Die öffentlich gelebte Harmonie zwischen Maurer und Wöginger bewertet Politikinsider Hofer als gefährlich – vor allem aber für die Grünen. „Hier mutet man den grünen internen Anspruchsgruppen wie NGOs einfach zu viel zu. Maurer übererfüllt ihren Job im Moment“, warnt Hofer. Er erinnert an eine ähnliche Konstellation vor rund 20 Jahren – damals zogen ÖVP-Klubobmann Andreas Khol und sein FPÖ-Gegenüber Peter Westenthaler wie ein Trachtenpärchen durch die Politlandschaft. „Khol inszenierte sich als väterlicher Freund von Westentaler. Das führte zu großem Misstrauen gegenüber dem Regierungsteam“, erinnert Hofer.

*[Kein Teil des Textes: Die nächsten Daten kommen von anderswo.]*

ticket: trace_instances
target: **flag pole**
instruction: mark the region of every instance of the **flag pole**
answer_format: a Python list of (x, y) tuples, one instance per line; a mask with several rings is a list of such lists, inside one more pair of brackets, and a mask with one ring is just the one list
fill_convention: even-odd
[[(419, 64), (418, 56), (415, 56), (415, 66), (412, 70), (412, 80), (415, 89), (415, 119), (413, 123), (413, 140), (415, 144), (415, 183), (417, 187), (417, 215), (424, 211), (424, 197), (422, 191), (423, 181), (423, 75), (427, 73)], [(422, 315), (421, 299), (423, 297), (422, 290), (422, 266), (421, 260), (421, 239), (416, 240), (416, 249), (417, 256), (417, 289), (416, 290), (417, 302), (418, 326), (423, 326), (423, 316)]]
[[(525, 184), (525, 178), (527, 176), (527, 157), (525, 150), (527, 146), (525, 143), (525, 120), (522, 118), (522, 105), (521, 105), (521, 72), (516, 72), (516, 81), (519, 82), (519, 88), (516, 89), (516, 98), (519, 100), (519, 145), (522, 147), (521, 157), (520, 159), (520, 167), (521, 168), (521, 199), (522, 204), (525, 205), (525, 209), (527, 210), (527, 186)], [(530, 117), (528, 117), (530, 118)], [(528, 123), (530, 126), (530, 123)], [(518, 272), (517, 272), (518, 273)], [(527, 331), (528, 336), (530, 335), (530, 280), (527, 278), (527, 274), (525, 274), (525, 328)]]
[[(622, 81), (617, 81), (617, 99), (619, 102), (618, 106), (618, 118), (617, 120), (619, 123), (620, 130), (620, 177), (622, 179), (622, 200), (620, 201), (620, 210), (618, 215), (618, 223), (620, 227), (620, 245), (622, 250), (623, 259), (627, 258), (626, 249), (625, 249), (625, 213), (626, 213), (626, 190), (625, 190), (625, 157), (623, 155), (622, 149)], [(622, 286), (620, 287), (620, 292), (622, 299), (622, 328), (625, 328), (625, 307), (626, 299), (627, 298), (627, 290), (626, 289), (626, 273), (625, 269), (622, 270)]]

Ehemalige Grün-Abgeordnete ätzen sogar, dass die schockierende Entpuppung der Sigi Maurer stattfinde. „Aus dem Kokon steigt eine Politikerin, die man nicht erwartet hätte. Es geht ihr nur um ihre Persönlichkeit, aber nicht um Feminismus oder Abschaffung von sozialen Ungerechtigkeiten. Wegen jedem Wort stand man früher vor dem Maurer-Tribunal. Bei der neuen Kultur der Verbote von Kurz und Nehammer fühlt sich Sigi nun offenbar zu Hause“, geht ein grünes Urgestein mit Maurer ins Gericht.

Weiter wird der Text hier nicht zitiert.